Despite some big talk about being inspired by Metal Gear Solid and Resident Evil (two franchises that always deliver some sweet zaniness), the two campaigns are mostly straightforward soldier bullshit, but with at least enough fantastical nonsense to avoid any comparisons to real current events. There are two competing private military organizations in its world, Global Risk and Blacklist, one of which is sort of mainstream and the other is composed of ruthless “terrorists.”
You play as Global Risk and fight Blacklist in the first campaign, and then switch for the second, following a storyline about a Global Risk soldier who gets hooked up to some kind of machine that shows him a future world where a Blacklist soldier gets a super-suit and becomes an unstoppable murder machine. Or something like that. Until you actually become that murder machine—which is not as much fun as it should be—all that really matters is some guys shoot at you and you have to shoot back at them.
Bizarrely, the somehow stiff-yet-squirrelly shooting in the multiplayer mode feels more refined in single-player, probably because Remedy grafted Crossfire onto its existing tech rather than reusing what Smilegate had made, resulting in a game that’s actually does a fine job capturing the hard-to-define feel of good shooters like Call Of Duty. Being “playable” is a low bar to cross, but the single-player mode crosses it nonetheless.
The thing about Remedy’s work on Crossfire X is that there are little moments of cleverness or quirkiness that make it clear that it was made by a studio with artistic ambitions, rather than just a mercenary job. For example, you have a Max Payne-esque ability that slows things down, and Remedy chose to hilariously ramp up the effect of every gunshot, bullet impact, and explosion when this mode is activated, creating absurd showers of sparks with enemy bodies flying through the air in impossible ways. There’s not a reason for any of that to happen; it’s just goofy, and it makes the game seem more fun than it is—and call me a sucker, but it works.
A handful of moments also embrace the trippy architecture and visuals of Remedy’s Control, with looping hallways and rooms that impossibly extend out into infinity. There’s even an inexplicable cameo from a live-action actor, a lovably silly hallmark of Remedy’s games.
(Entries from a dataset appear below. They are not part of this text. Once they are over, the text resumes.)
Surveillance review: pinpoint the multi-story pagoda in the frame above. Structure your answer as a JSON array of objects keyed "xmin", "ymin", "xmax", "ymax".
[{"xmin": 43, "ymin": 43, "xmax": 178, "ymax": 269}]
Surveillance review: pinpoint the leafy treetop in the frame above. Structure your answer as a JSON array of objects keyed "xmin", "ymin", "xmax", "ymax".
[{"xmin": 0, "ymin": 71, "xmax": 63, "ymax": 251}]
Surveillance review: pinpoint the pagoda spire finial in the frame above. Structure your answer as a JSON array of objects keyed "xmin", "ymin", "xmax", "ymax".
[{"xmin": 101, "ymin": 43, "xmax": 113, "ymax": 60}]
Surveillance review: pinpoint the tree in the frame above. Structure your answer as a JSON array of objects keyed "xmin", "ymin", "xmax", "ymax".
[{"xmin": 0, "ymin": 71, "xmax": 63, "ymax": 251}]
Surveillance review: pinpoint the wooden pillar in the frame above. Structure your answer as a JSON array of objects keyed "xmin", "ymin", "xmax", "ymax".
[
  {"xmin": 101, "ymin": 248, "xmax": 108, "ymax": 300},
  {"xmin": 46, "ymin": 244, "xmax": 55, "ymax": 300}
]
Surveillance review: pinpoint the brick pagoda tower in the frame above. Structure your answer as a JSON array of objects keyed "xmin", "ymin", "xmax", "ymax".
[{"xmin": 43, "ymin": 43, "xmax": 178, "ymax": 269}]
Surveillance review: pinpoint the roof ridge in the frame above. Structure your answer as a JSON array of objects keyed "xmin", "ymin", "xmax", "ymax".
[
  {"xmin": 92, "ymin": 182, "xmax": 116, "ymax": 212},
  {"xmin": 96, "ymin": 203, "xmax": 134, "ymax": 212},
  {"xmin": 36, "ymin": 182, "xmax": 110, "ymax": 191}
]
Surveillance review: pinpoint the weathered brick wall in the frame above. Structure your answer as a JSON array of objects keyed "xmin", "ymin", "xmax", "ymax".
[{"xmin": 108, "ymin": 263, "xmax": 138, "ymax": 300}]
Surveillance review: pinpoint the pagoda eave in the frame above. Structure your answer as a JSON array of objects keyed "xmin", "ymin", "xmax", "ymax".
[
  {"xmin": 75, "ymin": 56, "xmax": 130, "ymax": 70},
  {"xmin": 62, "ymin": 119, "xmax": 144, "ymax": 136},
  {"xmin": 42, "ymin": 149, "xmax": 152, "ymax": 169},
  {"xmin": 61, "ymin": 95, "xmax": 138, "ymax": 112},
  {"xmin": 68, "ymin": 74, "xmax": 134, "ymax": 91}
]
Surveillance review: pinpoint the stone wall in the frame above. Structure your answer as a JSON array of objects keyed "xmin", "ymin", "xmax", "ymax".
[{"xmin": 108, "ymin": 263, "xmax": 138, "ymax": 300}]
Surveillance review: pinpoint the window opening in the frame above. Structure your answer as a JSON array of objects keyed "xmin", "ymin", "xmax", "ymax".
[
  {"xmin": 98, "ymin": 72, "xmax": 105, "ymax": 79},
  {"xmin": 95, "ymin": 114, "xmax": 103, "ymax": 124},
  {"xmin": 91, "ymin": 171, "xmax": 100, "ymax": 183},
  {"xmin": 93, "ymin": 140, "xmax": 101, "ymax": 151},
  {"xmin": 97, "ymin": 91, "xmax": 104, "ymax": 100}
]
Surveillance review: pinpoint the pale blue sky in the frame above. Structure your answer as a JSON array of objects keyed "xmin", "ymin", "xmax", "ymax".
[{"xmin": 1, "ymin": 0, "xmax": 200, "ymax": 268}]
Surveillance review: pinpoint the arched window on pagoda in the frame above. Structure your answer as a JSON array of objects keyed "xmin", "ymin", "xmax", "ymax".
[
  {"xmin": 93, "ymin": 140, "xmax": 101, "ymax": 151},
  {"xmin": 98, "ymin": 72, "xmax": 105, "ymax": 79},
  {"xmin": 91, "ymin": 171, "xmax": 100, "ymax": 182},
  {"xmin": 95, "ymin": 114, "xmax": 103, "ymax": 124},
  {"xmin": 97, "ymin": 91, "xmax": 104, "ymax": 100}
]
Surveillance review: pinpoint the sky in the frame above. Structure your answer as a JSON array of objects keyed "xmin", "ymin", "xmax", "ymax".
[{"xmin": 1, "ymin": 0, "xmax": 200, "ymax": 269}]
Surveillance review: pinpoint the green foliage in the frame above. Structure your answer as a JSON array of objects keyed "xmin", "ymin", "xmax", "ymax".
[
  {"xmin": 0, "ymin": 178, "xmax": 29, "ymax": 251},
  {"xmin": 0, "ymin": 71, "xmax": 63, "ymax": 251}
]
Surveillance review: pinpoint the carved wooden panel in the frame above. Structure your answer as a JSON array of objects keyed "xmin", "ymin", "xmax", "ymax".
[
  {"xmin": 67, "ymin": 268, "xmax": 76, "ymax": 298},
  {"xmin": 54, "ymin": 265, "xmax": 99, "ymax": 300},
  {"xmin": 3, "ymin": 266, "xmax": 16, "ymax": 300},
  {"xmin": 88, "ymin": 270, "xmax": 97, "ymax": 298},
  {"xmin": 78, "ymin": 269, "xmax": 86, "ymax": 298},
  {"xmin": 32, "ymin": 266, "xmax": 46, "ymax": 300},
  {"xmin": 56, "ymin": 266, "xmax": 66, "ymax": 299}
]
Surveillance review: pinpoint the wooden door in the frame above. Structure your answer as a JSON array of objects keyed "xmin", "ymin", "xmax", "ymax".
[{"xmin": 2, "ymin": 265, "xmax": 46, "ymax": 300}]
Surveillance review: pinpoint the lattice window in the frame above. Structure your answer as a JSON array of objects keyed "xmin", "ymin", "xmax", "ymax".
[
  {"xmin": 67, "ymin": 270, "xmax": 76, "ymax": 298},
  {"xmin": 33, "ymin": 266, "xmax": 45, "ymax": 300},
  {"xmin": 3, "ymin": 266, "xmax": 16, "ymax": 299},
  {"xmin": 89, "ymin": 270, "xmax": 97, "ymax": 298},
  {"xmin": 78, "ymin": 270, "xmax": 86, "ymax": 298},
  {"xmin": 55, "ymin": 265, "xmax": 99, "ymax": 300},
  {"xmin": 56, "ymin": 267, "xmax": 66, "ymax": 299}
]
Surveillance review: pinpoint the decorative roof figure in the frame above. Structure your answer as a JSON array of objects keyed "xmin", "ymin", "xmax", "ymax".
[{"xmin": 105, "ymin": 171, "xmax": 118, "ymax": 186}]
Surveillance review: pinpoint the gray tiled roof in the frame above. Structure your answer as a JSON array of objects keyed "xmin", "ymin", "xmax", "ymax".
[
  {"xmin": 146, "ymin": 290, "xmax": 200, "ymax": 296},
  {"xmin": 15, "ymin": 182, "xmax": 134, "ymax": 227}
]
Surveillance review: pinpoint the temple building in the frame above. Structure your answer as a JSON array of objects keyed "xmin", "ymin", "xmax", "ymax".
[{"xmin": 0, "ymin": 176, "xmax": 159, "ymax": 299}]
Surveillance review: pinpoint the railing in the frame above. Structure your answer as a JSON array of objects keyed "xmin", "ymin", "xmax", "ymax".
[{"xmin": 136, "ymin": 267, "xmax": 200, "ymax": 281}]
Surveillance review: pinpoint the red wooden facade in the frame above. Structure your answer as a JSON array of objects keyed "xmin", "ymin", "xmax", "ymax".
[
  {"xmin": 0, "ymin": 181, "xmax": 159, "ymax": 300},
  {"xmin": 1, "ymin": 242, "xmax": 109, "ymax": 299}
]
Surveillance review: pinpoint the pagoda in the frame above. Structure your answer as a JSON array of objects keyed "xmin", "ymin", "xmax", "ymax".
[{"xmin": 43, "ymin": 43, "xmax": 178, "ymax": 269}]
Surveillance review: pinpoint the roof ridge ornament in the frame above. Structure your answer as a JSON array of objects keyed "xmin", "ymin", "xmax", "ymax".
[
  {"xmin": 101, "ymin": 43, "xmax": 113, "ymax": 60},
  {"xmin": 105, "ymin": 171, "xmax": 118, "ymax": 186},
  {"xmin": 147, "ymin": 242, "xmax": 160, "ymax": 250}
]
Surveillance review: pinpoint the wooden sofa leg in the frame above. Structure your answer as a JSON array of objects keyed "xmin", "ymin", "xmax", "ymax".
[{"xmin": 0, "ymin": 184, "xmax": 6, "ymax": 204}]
I was disappointed that I didn’t run into an unnecessarily elaborate musical sequence soundtracked by Finnish rock band Poets Of The Fall (as seen in Alan Wake and Control), or a universe-shattering Easter egg referencing other Remedy titles, but they’ve gotta save the best tropes for real games.
To me, Crossfire X is like putting a really good driver in a crummy race car. Remedy has proven that it can have success with its weirdo original games, but rather than crashing and burning when handed someone else’s weirdo game, the studio managed to get the ugly, lurching monstrosity across the finish line anyway. The studio is simply that good. Now, can we please get it back to those weirdo original games?